Take, as a prime example, the debate around the national minimum wage (NMW). The Low Pay Commission (LPC) was created in 1998 to offer independent advice on the NMW – precisely because politicians were deemed incapable of resisting the temptation to push the rate up too fast.
The commission was seen to have done an admirable job at balancing the interests of employer and employee; and so imagine the surprise when it was informed just hours before this year’s Summer Budget that its remit was being torn up and that the government would set a new level of minimum earnings.
From April next year, those over 25 will benefit from a so-called National Living Wage, set at £7.20 and rising to at least £9 per hour by the end of this parliament. The news was met with justified scepticism by some employers and business groups.
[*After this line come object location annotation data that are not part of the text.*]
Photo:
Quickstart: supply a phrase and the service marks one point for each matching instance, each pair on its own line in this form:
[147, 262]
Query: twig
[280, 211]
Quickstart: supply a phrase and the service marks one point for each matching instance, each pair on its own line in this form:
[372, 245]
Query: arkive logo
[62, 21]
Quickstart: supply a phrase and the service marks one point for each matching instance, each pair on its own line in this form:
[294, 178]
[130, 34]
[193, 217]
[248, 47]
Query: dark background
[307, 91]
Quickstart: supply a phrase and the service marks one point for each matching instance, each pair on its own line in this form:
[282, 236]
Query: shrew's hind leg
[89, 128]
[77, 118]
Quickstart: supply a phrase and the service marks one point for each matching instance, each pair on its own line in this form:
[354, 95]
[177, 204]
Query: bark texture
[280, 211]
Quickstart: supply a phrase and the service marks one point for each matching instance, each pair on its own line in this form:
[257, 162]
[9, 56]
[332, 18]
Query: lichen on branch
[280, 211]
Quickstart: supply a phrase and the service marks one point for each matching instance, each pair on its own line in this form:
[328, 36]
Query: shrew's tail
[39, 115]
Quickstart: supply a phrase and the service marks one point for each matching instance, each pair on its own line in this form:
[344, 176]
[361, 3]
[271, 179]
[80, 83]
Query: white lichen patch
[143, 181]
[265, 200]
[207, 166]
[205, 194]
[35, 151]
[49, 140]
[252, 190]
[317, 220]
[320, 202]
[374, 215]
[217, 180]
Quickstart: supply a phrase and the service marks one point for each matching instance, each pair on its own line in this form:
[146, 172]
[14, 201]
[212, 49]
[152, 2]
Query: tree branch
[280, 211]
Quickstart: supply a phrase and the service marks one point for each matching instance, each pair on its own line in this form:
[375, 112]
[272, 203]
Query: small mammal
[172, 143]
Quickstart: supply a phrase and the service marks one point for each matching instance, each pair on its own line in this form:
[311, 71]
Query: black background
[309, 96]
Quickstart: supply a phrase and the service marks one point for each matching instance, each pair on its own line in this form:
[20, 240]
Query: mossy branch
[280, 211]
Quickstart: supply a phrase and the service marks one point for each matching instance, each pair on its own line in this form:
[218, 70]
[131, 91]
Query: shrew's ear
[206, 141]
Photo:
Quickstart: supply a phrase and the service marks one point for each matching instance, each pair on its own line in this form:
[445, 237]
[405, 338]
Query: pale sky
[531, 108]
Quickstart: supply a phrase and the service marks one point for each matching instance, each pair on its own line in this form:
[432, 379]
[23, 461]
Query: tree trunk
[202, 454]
Former Sainsbury’s chief executive Justin King said the move was “ludicrous”, while outgoing CBI director general John Cridland said it was “not obvious that businesses will be able to cope with that level of imposed wage cost increases”. In other words, there will be unintended consequences.
Today, global recruitment specialists Manpower adds to these concerns with a report identifying a slowdown in UK-wide hiring which they attribute in no uncertain terms to the impending rise in the cost of labour. Adding to the expense of employment with a significant rise in fixed labour costs across the board will compel some employers to look for savings elsewhere. The obvious place to start will be in finding productivity gains in the existing workforce rather than adding to it with new hires.
If the government wants to mitigate these inevitable consequences it should look to reduce costs elsewhere, starting with the burden of National Insurance contributions. The political temptation to announce a “pay rise for everybody” was exactly why the LPC was established.
The complexities of the debate and the reality of low-skilled work mean that if the government’s mandated rise in the cost of labour is to be accommodated, it must be offset by a reduction in employment costs elsewhere.